How do you select a docker image instead of a package at release deploy?

Above is a screenshot from your public demo server. How did you configure it to use an image from the feed instead of a package? I’m examining the project setup and I for the life of me don’t know how you got it to go from selecting a package to using a docker feed’s image. On my server, using v 2018.9.15 I don’t seemingly have that option. Would it be possible to have the steps outlined for me so that I could follow them?

Thanks.

Hi @Zoren_Manteuffel

Thanks for getting in touch!

It’s hard to determine exactly what is going on here, however I primary suspect is that your docker images have naming that doesn’t conform to SemVer 2.0. We do have a project underway to relax the SemVer requirement for docker feeds (as Docker doesn’t require SemVer) however this will take a while as the reliance on SemVer is baked in quite deeply into Octopus.

If you can confirm your naming convention and let me know if that isn’t the cause of the problem that would be greatly appreciated.

Regards,
Alex

Hi Alex!

You’re correct. Our images are either tagged “latest” (as we want them to be for the master branch), or we assign a ticket #like DEV-12345 as the image tag.

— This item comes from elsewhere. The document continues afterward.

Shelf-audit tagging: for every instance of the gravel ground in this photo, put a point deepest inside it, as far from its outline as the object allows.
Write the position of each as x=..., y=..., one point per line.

Can you give me an example of how any image SHOULD look, in both name and tag?

Hi Zoren,

Naming strategies can be difficult, as it mostly depends on your deployment process and goals. One possible solution here would to use a naming strategy in concert with channels e.g

[applicationname].1.0.0-dev.12345
[applicationname].1.1.0-production

This lets you define channel rules around the -xxxxx tag so that only images with the -production post fix can go through to the production environment. If desired you could also use Production as a prefix (e.g. Production- [applicationname].1.0.0-dev.12345) so you can tag any release that you want to go through to your production environment.

As I mentioned at the start, this will very much come down to how you want to move packages through your Octopus Lifecycle (or lifecycles) so I can only give general advise. You might also want to look into branches as well, although I’m not 100% it’s relevant in this case.

I hope that helps, if there is anything else I can help with please let me know,

Regards,
Alex

[applicationname].1.0.0-dev.12345
[applicationname].1.1.0-production

So you recommend that the image inside the container repo be named in a similar manner? I’m just trying to make sense of the naming convention.

We just use [applicationname] as our image names.

Sorry, I’m still a bit confused on this subject.

Hi Zoren,

We follow SemVer 2.0, so yes, that is what we recommend (and currently require) for our packages. What it really breaks down to is to following structure
[appname] . [major version] . [minor version] . [patch] - [optional metadata]

The SemVer page has a pretty good description as what they mean by major/minor/patch, but that’s all around application API’s and so doesn’t really apply here. Unfortunately you’ll need to make your own way with versioning numbers for a bit here.

We are looking at allowing arbitrary names for Docker feeds, however for now this code is baked quite deeply into Octopus so it’s going to us some time to remove this requirement.

One thing to watch out for here is that the metadata (anything after the -) doesn’t count as part of package versioning. So if you have AppName.1.0.0-dev12345 and AppName.1.0.0-dev45678 they will evaluate as the same version in Octopus.

Hopefully that helps,

Regards,
Alex

Thank you, Alex. This has been most informative. I’ll work with the team on this and see what we can do about this on my end.